Data quality: data quality rule definitions, rule execution results, data statistics.

Noting the growing market need, many communities, and companies worldwide will develop various solutions such as Airbnb’s Dataportal, Netflix’s Metacat, Uber’s Databook, LinkedIn’s DataHub, Lyft’s Amundsen, Spotify’s Lexikon, and Qlik Data Catalog.

Among these and many others, the ones that have stood out mainly in communities and companies that adopt and use open-source solutions are Amundsen from Lyft and DataHub from LinkedIn.

As Amundsen is a solution that was released before the DataHub and was incorporated into the LF AI Foundation, it gained a large community, and many companies use it in their production environments.

Looking at the DataHub, we can see that LinkedIn’s successful track record of open-source projects is repeating itself, like Kafka's case. In its first months, the project gained a large community, being adopted by many companies and even financial institutions that use it and actively contribute.

For experience, the number of integrations, and the wealthy documentation, I prefer DataHub and you?

DataHub is an open source metadata platform for the modern data stack.

Architecture

Its architecture can be divided into Ingestion, Serving, and FrontEnd:

Ingestion Architecture:

With a Python ingest system that plugs into different sources to extract metadata sent via HTTP or Kafka to a storage tier, these pipelines can be integrated into an Airflow for a scheduled ingest or capture lineage.

Serving architecture:

Metadata is persisted in a document store (it can be an RDBMS like MySQL, PostgreSQL, or a key-value store like Couchbase, etc.).

The DataHub has a Metadata Commit Log Stream (MAE), a service that makes it possible to check if there is a change in metadata and to initiate a real-time update reaction to the modification that happened.

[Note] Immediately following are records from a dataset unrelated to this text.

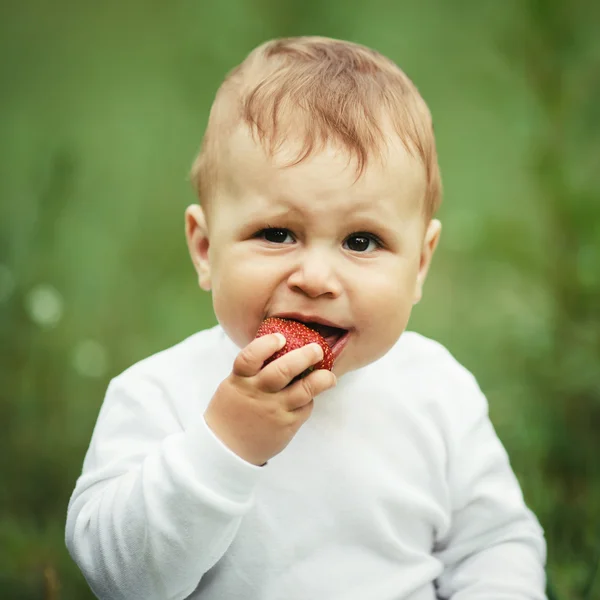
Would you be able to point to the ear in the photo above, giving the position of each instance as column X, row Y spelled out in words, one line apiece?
column 196, row 233
column 430, row 242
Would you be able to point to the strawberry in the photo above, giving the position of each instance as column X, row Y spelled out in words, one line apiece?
column 297, row 335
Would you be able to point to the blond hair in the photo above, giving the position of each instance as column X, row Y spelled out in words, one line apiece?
column 320, row 90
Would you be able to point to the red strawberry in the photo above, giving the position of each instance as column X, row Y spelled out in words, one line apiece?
column 297, row 335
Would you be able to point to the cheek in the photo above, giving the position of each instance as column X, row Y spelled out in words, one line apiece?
column 238, row 302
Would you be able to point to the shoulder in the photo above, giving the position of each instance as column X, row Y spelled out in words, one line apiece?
column 196, row 364
column 418, row 354
column 430, row 374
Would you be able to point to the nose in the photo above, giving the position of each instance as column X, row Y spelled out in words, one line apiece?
column 315, row 276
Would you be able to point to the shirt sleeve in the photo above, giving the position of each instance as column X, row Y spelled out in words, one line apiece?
column 157, row 504
column 495, row 546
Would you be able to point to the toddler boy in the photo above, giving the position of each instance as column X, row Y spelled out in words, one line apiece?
column 211, row 476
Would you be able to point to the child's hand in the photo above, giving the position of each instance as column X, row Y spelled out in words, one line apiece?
column 253, row 412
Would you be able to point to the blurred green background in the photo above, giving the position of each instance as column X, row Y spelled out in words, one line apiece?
column 102, row 108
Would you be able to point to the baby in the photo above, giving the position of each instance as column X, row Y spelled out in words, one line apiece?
column 213, row 475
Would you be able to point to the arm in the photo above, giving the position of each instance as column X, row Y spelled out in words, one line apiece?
column 495, row 547
column 156, row 506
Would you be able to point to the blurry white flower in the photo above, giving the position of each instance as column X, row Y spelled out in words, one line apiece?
column 90, row 358
column 7, row 283
column 44, row 305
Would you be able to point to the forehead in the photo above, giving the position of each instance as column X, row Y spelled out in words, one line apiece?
column 328, row 174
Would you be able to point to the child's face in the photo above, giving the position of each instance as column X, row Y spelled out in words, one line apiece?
column 310, row 242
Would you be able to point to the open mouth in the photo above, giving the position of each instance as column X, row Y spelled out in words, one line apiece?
column 332, row 335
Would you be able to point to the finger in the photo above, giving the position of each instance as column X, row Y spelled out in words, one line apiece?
column 303, row 391
column 276, row 375
column 251, row 359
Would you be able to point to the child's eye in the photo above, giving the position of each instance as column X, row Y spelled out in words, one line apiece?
column 362, row 242
column 275, row 235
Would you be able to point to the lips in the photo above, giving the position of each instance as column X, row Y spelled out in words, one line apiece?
column 336, row 337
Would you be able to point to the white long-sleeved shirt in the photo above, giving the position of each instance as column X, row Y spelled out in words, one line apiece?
column 396, row 488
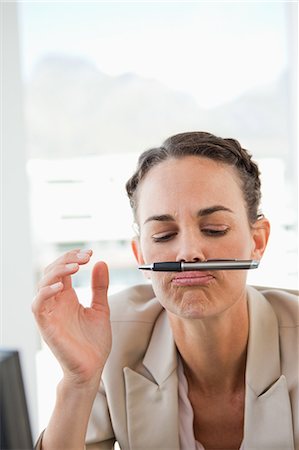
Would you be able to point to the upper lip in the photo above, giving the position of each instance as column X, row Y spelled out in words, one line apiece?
column 192, row 274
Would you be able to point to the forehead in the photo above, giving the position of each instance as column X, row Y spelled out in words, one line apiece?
column 186, row 183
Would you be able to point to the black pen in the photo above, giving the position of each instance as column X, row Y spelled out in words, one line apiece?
column 210, row 264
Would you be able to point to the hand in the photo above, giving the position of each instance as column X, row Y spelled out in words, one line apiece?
column 79, row 337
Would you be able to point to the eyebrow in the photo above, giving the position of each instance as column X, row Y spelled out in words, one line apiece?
column 201, row 213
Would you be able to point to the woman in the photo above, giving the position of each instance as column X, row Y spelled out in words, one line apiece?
column 196, row 360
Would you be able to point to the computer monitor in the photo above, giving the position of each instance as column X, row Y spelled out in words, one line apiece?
column 15, row 427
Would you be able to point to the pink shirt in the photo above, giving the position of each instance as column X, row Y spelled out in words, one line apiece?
column 187, row 439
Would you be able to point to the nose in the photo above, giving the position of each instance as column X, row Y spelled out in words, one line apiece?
column 190, row 247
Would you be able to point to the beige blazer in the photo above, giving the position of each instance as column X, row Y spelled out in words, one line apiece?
column 137, row 403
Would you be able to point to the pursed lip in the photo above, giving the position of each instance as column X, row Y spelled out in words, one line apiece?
column 192, row 278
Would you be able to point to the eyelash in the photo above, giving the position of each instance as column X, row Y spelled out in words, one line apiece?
column 210, row 232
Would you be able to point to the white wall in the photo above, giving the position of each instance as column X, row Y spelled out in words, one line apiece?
column 18, row 330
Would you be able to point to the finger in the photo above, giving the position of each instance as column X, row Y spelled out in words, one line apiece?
column 99, row 285
column 44, row 295
column 61, row 272
column 75, row 256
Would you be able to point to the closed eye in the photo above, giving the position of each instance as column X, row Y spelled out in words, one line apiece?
column 163, row 237
column 214, row 232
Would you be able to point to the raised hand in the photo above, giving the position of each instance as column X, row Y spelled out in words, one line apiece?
column 79, row 337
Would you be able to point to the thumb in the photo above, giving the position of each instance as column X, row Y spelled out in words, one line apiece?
column 99, row 285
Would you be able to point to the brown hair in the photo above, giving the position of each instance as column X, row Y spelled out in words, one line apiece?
column 205, row 145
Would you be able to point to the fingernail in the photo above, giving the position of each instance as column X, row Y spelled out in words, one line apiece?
column 56, row 286
column 83, row 254
column 71, row 266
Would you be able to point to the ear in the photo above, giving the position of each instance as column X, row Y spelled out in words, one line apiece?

Front End Architecture: React App + Graphql + Images:

Your FrontEnd is built using React to enable:

Configurability: The customer experience must be configurable so that deployment organizations can adopt certain aspects to their needs. This includes the possibility of setting the theme/style, showing and hiding specific features, customizing copies and logos, etc.
Extensibility: Extending DataHub functionality should be as simple as possible. Making changes such as extending an existing entity and adding a new entity should require minimal effort and be well covered in the detailed documentation.

Integrations:

As a data catalog, one of its main adoption points is its number of out-of-the-box ingest solutions. With DataHub, it is only necessary to have the Docker installed, install a Python library, execute the YML configuration file passing to ingest category, access information such as username and password, and the “sink” destination.

List of integrations:

Kafka
MySQL
Microsoft SQL Server
Hive
PostgreSQL
Redshift
AWS SageMaker
Snowflake
SQL Profiles
Superset
Oracle
Feast
Google BigQuery
AWS Athena
AWS Glue
Druid
SQLAlchemy
MongoDB
LDAP
LookML
Looker dashboards
File
dbt
Google BigQuery
Kafka Connect

Didn’t find your database or data source, an alternative to using SQLAlchemy to harvest metadata or ingest via Rest API or directly in DataHub’s internal Kafka.

In addition to integration with databases, APIs, Kafka, it is possible to conduct the integration and searches for information from artificial intelligence models.

Deploy:

Another concern when it comes to data catalog is where and how will it be installed? Your authentication? Backup and logs?

A personal concern is always to adopt solutions that can use in different environments; clouds and DataHub can be deployed locally via docker image, Kubernetes environment, AWS, and GCP. Your authentication can be integrated with JaaS Authentication, JaaS Authentication via React, Google Authentication, and Okta Authentication. The logs are in directories that can access remotely, and the data is saved in the database.

Local demonstration:

This is an example of performing a local PostgreSQL installation, creating a sample table, installing the DataHub, and ingesting PostgreSQL metadata into the DataHub. To perform this demonstration, it was necessary to have Docker, Git, and Python installed.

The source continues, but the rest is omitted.